The original president was Bradley Blakeman, though he resigned in March 2008 after a series of high-level staff departures.

==Notable donors==
Freedom's Watch's donors included:
- Sheldon Adelson, CEO of Las Vegas Sands Corporation and the fifteenth-richest American in Forbes magazine's rankings last year, was the top donor.
- Mel Sembler
- John Templeton, Jr, board member of the Templeton Growth Fund and financier of Let Freedom Ring.
- Kevin E. Moley, former U.S. ambassador to international organizations in Geneva, and a senior adviser to Dick Cheney during the 2000 campaign.
- Howard Leach, CEO of Leach Capital and former ambassador to France who also helped fund the Florida recount.
- Anthony H. Gioia, head of Gioia Management and former ambassador to Malta.
- Richard Fox, co-founder of the Republican Jewish Coalition.
- Gary Erlbaum, owner of Greentree Properties.
- Ed Snider, owner of the Philadelphia Flyers and 76ers.

==Advertising==
On August 22, 2007, Freedom's Watch announced a $15 million advertising and grass-roots campaign in 20 U.S. states to maintain Republican support for President Bush's policies. The advertising campaign emphasized the sacrifice of U.S. troops and their families in Iraq. As The New York Times wrote, "Several of the group's spots suggested that Iraq, rather than Al Qaeda, was behind the September 11 attacks, even though the independent September 11 commission investigation and other inquiries found no evidence of Iraq's involvement." ABC News, among others, concurred: "The ads also link the war with September 11, despite no reliable evidence Iraq played any role in those attacks." In one advertisement, a war widow claims, "I lost two family members to Al Qaeda—my uncle, a firefighter, on 9/11, and my husband, Travis, in Iraq. Congress did the right thing, voting to defeat terrorism in Iraq and Afghanistan," adding that, "Switching their votes now, for political reasons, it will mean more attacks in America." In another ad, an Iraq war veteran states, "They attacked us, and they will again. They won't stop in Iraq."

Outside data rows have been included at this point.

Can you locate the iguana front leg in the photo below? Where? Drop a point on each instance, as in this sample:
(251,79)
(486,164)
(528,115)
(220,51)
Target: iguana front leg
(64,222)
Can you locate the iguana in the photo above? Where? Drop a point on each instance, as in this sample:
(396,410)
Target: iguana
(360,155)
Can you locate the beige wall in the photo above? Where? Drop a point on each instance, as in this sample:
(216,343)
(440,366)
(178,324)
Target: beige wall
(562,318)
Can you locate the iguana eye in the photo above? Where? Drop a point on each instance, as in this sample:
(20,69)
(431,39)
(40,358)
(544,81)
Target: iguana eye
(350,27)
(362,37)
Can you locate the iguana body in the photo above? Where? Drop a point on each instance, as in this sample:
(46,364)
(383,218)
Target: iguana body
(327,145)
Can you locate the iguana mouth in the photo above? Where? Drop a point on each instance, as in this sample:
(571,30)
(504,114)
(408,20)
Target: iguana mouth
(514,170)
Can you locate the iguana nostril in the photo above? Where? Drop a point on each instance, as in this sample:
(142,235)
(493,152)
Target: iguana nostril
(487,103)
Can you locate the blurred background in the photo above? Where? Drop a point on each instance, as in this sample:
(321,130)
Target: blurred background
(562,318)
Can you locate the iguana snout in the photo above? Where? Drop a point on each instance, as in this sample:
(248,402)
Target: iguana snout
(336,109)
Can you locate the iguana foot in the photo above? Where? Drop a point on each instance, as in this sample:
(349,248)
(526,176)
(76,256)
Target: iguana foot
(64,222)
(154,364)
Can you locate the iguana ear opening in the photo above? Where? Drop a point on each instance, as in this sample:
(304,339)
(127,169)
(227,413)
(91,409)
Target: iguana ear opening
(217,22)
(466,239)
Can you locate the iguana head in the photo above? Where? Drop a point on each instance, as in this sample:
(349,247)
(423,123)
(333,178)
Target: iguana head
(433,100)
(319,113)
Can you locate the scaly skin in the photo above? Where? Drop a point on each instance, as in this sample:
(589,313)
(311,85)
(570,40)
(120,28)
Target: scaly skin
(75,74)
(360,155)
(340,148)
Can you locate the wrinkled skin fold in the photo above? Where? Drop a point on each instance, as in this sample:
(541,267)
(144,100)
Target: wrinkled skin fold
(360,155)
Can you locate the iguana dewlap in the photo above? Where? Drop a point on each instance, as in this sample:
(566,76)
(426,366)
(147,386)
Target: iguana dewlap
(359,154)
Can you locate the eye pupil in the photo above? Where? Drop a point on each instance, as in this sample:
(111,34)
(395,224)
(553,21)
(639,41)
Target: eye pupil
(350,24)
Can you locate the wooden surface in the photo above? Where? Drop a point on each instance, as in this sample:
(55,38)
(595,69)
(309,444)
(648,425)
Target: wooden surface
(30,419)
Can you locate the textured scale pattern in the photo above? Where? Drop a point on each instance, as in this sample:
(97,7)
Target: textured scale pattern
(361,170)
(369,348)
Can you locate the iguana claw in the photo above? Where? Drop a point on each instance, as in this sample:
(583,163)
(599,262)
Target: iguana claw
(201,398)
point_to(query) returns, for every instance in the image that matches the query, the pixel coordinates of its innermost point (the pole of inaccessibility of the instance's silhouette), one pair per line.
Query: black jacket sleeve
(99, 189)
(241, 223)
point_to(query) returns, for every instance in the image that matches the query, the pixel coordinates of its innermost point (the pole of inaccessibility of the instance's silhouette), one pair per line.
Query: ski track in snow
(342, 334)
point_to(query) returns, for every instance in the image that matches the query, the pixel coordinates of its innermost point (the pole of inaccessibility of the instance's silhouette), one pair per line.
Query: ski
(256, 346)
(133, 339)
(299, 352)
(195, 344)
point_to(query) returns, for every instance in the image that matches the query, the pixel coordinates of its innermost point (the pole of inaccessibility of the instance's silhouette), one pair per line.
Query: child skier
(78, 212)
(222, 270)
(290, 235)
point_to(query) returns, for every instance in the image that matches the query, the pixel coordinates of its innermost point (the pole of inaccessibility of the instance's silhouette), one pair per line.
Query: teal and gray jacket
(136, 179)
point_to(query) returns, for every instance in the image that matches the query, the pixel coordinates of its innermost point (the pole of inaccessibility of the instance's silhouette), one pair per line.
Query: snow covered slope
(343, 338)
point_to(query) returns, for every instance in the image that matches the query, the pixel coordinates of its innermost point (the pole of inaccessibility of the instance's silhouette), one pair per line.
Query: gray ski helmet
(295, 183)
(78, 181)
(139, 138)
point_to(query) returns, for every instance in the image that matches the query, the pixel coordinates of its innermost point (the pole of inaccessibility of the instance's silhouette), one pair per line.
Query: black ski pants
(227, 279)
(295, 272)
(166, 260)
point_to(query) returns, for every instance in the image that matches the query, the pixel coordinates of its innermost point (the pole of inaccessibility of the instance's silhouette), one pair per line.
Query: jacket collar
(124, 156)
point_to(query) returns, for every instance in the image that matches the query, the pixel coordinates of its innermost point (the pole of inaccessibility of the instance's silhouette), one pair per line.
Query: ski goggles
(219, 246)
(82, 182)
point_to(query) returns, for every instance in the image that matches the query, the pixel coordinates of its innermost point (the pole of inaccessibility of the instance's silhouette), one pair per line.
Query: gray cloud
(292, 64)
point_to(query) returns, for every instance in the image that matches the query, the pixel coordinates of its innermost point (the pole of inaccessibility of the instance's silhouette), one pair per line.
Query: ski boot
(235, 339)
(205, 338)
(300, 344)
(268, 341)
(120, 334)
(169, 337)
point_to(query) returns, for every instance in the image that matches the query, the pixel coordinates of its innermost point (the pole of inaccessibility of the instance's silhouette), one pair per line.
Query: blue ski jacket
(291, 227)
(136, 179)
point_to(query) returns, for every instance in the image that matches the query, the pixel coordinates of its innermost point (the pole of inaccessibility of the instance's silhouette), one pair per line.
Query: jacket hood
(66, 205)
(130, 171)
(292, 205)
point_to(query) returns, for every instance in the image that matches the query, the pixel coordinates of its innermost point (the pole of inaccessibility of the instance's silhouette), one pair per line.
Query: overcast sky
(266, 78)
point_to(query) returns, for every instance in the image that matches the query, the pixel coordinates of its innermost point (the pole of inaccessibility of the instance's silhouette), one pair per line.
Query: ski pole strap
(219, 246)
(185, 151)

On September 13, the group aired a new television ad, challenging a MoveOn.org advertisement which questioned the integrity of General David Petraeus saying "General Petraeus or General Betray Us?" and "Cooking the Books for the White House." The advertisement stated, "Name calling, charges of betrayal it's despicable. It's what MoveOn shamefully does—and it's wrong. America and the forces of freedom are winning. MoveOn is losing. Call your Congressman and Senator. Tell them to condemn MoveOn." They also planned to run print advertisements on the subject.

Freedom's Watch also purchased advertisements during the 2008 election cycle in support of Republican congressional candidates. For example, the group purchased $550,000 in advertising in the Mississippi 1st district special election in support of Republican candidate Greg Davis. The group also ran ads in support of Republican candidates in two other special elections to fill vacant house seats in Illinois and Louisiana. All three Republicans were subsequently defeated by their Democratic challengers in historically Republican districts.

==Criticism==

In 2008, the Democratic Congressional Campaign Committee charged that, in a Congressional race in Louisiana, Freedom's Watch was running a television advertisement with a script that came from the National Republican Congressional Committee. Such coordination with the NRCC would be illegal for Freedom's Watch because of the latter's status as an independent group. A media consultant working for Freedom's Watch responded that the apparent origin of the script with the NRCC was the result of an innocent mistake.